INTRODUCTION: Although it is widely accepted that cytologic alterations secondary to a biliary stent can be difficult to distinguish from adenocarcinoma in pancreatobiliary exfoliative cytology, no systematic study has been undertaken to identify the cytologic features that best distinguish these entities. MATERIALS AND METHODS: A training set of 29 bile duct brushings (14 with biliary stents, originally classified as atypical or suspicious, with >6 months of benign clinical follow-up; and 15 diagnosed as adenocarcinoma with histologic confirmation) was evaluated for the following: nuclear enlargement, nuclear contour, nuclear overlap, chromatin distribution, nuclear-cytoplasmic ratio, anisonucleosis, macronucleoli, mitoses, acute inflammation, disorganization, necrosis, cell borders, single atypical cells, and 2 distinct cell populations.

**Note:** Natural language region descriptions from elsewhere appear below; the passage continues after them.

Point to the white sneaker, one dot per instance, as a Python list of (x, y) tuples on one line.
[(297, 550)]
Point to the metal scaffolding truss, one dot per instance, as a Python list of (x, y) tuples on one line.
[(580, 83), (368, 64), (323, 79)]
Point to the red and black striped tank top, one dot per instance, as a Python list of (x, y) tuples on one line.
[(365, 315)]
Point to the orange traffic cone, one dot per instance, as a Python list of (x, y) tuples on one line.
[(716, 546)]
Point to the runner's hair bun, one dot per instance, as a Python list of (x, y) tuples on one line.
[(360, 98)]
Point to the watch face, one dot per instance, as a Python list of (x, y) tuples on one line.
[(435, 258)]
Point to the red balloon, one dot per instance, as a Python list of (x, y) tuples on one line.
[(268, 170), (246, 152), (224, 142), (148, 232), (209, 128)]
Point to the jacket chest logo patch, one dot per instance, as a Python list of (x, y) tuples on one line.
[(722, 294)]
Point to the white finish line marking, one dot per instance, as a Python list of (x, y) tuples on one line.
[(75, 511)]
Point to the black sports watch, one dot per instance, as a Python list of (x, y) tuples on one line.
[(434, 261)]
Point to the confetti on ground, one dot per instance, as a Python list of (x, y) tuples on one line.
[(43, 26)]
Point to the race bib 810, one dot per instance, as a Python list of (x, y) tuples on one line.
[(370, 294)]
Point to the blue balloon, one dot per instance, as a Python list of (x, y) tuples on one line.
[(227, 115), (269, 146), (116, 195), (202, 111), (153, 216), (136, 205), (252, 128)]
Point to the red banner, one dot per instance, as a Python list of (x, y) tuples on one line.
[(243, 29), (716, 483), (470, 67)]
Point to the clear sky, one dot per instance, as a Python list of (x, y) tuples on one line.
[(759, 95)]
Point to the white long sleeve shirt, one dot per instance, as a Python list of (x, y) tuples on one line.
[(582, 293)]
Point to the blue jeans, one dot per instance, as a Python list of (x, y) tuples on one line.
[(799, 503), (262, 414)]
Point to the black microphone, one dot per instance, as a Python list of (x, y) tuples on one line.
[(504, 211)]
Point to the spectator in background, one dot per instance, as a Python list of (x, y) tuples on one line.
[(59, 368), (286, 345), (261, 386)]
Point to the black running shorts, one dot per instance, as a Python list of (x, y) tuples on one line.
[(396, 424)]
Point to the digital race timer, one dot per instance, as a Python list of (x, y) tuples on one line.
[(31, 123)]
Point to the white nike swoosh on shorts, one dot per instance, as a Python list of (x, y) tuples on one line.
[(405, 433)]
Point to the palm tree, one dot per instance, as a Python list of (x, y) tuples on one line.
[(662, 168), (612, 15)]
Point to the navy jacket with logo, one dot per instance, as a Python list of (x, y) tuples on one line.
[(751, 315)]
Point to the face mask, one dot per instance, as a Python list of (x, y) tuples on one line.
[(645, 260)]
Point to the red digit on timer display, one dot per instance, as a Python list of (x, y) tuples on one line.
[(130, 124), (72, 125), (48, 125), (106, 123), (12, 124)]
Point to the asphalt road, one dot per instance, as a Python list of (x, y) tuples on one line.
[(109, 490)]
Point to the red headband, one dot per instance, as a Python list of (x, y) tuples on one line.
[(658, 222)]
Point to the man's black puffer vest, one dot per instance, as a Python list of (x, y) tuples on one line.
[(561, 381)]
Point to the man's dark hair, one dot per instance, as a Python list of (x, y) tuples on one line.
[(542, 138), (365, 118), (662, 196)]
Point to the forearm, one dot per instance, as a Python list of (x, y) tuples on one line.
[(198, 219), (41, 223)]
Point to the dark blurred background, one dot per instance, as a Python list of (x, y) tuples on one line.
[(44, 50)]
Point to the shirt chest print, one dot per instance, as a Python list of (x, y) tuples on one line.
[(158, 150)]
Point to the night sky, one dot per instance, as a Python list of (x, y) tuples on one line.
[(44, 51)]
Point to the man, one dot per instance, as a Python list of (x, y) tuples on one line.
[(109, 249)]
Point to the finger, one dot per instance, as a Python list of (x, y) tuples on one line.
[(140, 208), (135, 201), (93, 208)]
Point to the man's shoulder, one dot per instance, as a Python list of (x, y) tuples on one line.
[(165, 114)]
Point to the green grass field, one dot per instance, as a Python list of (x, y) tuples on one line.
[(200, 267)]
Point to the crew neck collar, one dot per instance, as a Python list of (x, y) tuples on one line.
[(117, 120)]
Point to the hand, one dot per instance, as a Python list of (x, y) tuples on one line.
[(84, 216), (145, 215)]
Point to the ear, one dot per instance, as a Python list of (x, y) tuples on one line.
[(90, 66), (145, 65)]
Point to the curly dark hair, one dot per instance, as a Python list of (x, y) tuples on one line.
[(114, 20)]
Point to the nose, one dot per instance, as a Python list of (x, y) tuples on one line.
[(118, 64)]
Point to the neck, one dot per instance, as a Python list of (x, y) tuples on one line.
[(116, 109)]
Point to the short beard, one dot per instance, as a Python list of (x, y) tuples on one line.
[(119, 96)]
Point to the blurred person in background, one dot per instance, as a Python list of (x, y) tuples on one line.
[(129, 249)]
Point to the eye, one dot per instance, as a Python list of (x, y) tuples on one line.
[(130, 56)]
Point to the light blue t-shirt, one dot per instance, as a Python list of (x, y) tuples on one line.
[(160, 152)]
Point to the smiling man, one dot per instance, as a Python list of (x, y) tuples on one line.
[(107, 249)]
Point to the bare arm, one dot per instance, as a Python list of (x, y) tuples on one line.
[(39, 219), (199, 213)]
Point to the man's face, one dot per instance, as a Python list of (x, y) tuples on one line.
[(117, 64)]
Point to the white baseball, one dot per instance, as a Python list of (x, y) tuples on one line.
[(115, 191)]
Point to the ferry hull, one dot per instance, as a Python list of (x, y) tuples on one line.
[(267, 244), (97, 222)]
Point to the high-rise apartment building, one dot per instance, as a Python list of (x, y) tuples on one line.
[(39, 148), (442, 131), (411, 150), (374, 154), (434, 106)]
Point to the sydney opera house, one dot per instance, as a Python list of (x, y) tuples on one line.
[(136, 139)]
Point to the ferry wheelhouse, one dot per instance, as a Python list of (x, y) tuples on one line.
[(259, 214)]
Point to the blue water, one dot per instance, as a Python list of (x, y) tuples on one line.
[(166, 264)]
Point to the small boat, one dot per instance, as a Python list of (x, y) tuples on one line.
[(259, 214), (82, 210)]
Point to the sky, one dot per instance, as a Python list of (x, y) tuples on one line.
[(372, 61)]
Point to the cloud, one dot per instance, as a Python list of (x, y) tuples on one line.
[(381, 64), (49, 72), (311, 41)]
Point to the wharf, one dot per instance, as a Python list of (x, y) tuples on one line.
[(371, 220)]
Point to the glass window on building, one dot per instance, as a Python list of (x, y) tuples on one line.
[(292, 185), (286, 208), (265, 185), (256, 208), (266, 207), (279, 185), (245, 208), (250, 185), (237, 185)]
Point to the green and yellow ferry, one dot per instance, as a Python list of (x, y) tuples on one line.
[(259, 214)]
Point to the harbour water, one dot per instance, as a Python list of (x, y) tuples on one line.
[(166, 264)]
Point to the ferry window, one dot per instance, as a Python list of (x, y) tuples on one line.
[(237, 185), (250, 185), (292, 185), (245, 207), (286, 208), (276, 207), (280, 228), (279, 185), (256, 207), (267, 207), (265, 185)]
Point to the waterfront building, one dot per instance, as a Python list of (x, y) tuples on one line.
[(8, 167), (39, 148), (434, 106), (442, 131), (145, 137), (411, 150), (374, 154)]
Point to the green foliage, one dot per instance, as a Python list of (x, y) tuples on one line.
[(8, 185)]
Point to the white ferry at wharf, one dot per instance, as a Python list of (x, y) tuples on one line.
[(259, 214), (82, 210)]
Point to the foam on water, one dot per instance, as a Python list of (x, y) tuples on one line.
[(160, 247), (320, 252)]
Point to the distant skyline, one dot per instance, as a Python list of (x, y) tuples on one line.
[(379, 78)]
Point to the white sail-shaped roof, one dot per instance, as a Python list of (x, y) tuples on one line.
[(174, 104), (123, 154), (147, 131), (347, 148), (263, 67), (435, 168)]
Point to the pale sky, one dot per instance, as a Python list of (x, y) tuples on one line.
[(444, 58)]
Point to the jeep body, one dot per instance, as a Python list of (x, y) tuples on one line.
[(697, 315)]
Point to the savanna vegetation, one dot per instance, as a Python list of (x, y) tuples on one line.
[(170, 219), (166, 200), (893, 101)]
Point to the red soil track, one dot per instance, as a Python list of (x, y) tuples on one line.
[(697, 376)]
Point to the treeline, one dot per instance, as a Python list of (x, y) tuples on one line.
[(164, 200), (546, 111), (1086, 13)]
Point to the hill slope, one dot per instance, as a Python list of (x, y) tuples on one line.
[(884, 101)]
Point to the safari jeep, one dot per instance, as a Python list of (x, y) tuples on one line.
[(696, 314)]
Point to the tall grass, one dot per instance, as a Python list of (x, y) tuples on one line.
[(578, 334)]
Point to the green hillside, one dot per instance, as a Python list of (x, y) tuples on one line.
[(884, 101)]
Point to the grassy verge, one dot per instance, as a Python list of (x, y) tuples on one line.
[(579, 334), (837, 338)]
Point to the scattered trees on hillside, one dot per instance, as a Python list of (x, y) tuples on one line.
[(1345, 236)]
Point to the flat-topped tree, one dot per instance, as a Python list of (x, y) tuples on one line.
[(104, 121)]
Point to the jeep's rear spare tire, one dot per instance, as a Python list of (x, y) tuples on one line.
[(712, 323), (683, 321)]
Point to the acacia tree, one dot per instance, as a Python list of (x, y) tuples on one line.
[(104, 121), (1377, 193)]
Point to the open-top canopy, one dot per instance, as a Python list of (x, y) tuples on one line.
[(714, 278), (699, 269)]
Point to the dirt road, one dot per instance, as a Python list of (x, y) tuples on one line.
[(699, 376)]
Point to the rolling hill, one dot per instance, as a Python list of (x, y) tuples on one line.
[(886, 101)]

A distinct validation set of 31 equivocal stented brushings-13 later diagnosed with carcinoma and 18 with ≥6 months of benign follow-up-were similarly evaluated. Cases were categorized as benign or malignant using a scoring algorithm based on statistically significant features. RESULTS: Five features achieved statistical significance: atypical single cells (P = 0.0001), 2 distinct cell populations (P = 0.0007), and anisonucleosis (P = 0.0422) favored malignancy; distinct cell borders (P = 0.0018) and acute inflammation (P = 0.0035) favored benign. The algorithm correctly classified 12 of 14 benign and 15 of 15 malignant cases in the training set and 16 of 18 benign and 7 of 13 malignant cases in the validation set. CONCLUSIONS: Most bile duct brushings from patients with biliary stents could be definitively and correctly classified as either benign or malignant using 5 morphologic features: single atypical cells, binary cell population, anisonucleosis, distinct cell borders, and acute inflammation.